We were not in a position, given that we were attempting to return to play in the middle of all the social unrest, to avoid being part of the conversation . . . given that some of the most high-profile Black people in the world play in the NBA.
SI: Is the criticism that comes with the NBA’s embracing this position, from conservative networks and politicians, just the cost of doing business?
AS: To be honest, it makes me uncomfortable. I understand critics who say that they turn to sports to avoid controversy. But it’s unavoidable at this moment in time in our country. I wish there was an easier path for us to follow right now. Even if there were, I don’t think it would necessarily be the responsible thing to do.
I think our fans are able to separate words on the floor or messages on the players’ jerseys or the floor. Even to the extent that they don’t, I think they recognize that these are not simple times. Our players are not one-dimensional people, and they can both be deeply concerned about issues that our country faces and at the same time perform their craft at the highest level.
SI: You mentioned next season. How deep into the planning stages are you? Is it bubble or bust, at this point, if the landscape hasn’t changed?
AS: We are deep into the planning stages, but only to the extent that we have dozens of permutations as we look into next season. It’s certainly not bubble or bust. Our first and highest priority would be to find a way to have fans in our arenas. We’re continuing to look at all the different testing methods. We are current on vaccine developments and antivirals and other protocols around the possibility of bringing people together in arenas. We’re studying what colleges are doing as they look to bring thousands of students back on campus. We’re going to try to find the right balance between waiting as long as possible, so we have the best possible information at the time we’re making the decision, and recognizing that, at some point, we have to begin to lock in plans. We would like to find a way to play in front of fans, but it’s just too early to know how realistic this is.

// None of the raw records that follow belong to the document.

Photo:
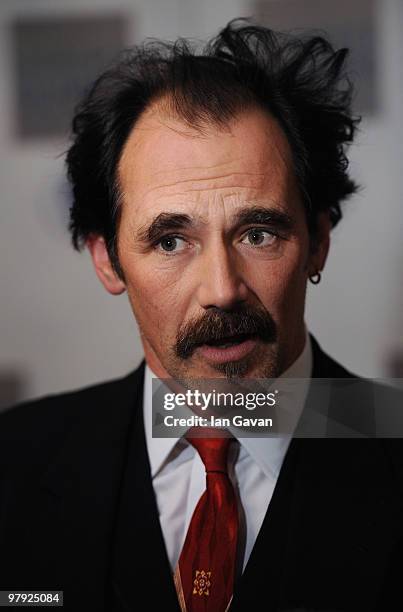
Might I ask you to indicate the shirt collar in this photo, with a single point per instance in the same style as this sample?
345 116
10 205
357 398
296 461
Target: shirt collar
268 453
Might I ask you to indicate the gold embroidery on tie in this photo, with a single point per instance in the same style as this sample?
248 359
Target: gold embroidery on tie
201 583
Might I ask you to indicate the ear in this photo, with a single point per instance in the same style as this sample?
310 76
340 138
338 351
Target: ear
103 267
320 244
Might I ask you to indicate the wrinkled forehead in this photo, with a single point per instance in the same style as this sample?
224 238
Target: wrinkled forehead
167 162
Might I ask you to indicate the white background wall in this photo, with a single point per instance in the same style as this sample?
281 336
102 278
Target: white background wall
58 327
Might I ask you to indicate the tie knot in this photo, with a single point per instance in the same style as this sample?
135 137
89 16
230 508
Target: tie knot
213 451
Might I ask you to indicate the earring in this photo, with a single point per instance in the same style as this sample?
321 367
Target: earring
315 278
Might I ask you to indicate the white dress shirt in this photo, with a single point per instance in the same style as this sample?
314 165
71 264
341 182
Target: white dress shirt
179 477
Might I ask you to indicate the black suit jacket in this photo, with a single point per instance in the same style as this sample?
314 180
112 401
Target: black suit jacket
78 512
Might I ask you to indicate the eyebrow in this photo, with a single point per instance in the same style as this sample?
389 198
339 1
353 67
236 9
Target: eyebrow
255 215
260 215
162 223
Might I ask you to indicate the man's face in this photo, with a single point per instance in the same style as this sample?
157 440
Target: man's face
214 246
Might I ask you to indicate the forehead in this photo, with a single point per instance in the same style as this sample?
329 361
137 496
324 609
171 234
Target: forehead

I have to say though, I would not bet against American ingenuity. Just because of how high-profile our experience in Orlando is right now, we are in conversation with dozens of testing companies. We’re studying all kinds of new, relatively inexpensive, rapid tests. The extent those tests are successful and coming to market, that will also open up more possibilities for us in bringing fans into arenas, even prevaccine.
SI: Has putting all this together been easier or harder with a newborn in your life?
AS: [Laughs.] In some ways, easier. The silver lining—no pun intended—has been that. My wife and I had a child in the middle of this, in mid-May, a new daughter. And that’s the time of year where I would have been on the road. There’s no doubt I would have spent some time at home, but it probably wouldn’t have been more than a week in the middle of the playoffs. And so the fact that I’ve been around not just my newborn, but also my three-year-old daughter, and watching her develop over the last four months, having the opportunity to spend time with her every day, having her sort of sit on my lap for a lot of the Zoom calls, despite all the difficulties over this period, has been a real joy in my life.